Wilfrid Laurier accepte, dans un premier temps, la direction du Parti libéral dans une lettre adressée à Edward Blake qui l’a choisi pour le remplacer comme chef. Préférant l’intimité de sa bibliothèque au champ de bataille politique, il est hésitant. Il ne s’en cache pas dans sa lettre du 18 juin 1887 à Edward Blake : « Je sais que je n’ai pas de dispositions pour ça [la politique] et j’ai le triste pressentiment d’une fin désastreuse. » Cinq jours plus tard, la nouvelle est rendue publique : le nouveau chef libéral est Wilfrid Laurier, un Canadien français catholique.

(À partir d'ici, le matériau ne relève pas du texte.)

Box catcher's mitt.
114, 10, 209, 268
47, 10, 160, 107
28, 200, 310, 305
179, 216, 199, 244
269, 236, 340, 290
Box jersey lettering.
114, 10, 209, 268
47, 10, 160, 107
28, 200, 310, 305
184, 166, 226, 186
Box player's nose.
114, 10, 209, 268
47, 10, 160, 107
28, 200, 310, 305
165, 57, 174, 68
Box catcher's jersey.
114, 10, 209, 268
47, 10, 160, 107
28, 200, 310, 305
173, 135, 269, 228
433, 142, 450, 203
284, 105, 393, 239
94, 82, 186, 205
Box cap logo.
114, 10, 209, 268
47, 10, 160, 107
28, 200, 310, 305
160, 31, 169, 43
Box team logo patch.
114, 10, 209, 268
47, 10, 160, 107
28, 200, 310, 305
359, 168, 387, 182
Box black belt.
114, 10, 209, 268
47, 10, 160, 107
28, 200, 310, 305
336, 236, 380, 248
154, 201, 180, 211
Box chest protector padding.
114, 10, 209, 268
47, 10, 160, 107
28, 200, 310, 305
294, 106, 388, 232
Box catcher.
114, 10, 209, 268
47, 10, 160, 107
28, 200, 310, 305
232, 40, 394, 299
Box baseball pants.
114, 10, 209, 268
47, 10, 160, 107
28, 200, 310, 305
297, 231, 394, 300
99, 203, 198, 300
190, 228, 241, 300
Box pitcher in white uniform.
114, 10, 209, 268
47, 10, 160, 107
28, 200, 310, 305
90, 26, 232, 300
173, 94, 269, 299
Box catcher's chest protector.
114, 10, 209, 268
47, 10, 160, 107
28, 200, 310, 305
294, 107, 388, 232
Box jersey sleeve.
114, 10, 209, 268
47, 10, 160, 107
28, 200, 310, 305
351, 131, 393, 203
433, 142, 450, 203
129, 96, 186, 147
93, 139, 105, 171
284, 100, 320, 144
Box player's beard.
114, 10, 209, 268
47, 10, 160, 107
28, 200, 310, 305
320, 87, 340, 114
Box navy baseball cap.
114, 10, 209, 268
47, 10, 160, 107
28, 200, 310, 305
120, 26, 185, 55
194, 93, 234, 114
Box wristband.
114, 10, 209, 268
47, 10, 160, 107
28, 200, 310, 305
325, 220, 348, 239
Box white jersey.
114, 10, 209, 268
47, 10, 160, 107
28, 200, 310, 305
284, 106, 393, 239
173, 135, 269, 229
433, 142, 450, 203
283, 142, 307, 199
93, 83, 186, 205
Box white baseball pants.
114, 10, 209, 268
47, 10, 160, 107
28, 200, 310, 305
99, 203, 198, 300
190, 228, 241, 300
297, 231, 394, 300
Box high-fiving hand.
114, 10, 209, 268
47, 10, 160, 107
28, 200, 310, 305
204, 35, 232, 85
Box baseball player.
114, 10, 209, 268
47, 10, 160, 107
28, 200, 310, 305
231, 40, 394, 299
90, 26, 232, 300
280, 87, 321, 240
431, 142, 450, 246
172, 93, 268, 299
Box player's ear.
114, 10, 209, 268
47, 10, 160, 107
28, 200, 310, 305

Pour en arriver là, Wilfrid Laurier a parcouru un long chemin. Radical dans sa jeunesse, il entretient des liens étroits avec les membres les plus intransigeants du Parti rouge et s’oppose à la Confédération, un projet qu’il décrit comme « une tombe pour le peuple français et la ruine du Bas‑Canada » dans Le Défricheur, un journal partisan dont il est rédacteur en chef. Toutefois, quand la Confédération devient réalité, le jeune avocat décide de s’y rallier. Constatant que le libéralisme radical a suscité la méfiance, il devient un modéré.
« Courants parallèles »
En 1885, la pendaison de Louis Riel et le débat qui s’en suit à la Chambre des communes achèvent la transformation de Wilfrid Laurier. En faisant sienne la cause des Métis, il précise sa conception d’une nation canadienne bâtie sur ses deux cultures fondatrices, anglaise et française. L’année suivante, il les compare à deux courants parallèles qui, coulant de la rivière des Outaouais et du Saint‑Laurent, se rencontrent au sud de l’île de Montréal et demeurent distincts et autonomes avant de se jeter dans l’Atlantique, « portant le commerce d'une nation dans son sein: c'est l'image parfaite de notre nation. » Toute sa vie, il défendra cette définition du Canada. Pour lui, elle constitue la seule garantie de l’unité nationale.
« Voie ensoleillée »
Après quelques années difficiles dans l’opposition, Wilfrid Laurier finit par triompher. Le 23 juin 1896, à l’âge de 54 ans, il devient le premier premier ministre canadien-français du Canada. S’appuyant sur une politique systématique du compromis, il va diriger le pays pendant 15 ans, soit le plus long mandat ininterrompu d’un premier ministre fédéral. Comme l’écrit l’historien Réal Bélanger dans le Dictionnaire biographique du Canada, il était à la fois charmeur et manipulateur, un homme politique qui « cultivait l’art de l’ambiguïté […] une stratégie calculée pour mieux arriver à ses fins dans un milieu aux appétits féroces. »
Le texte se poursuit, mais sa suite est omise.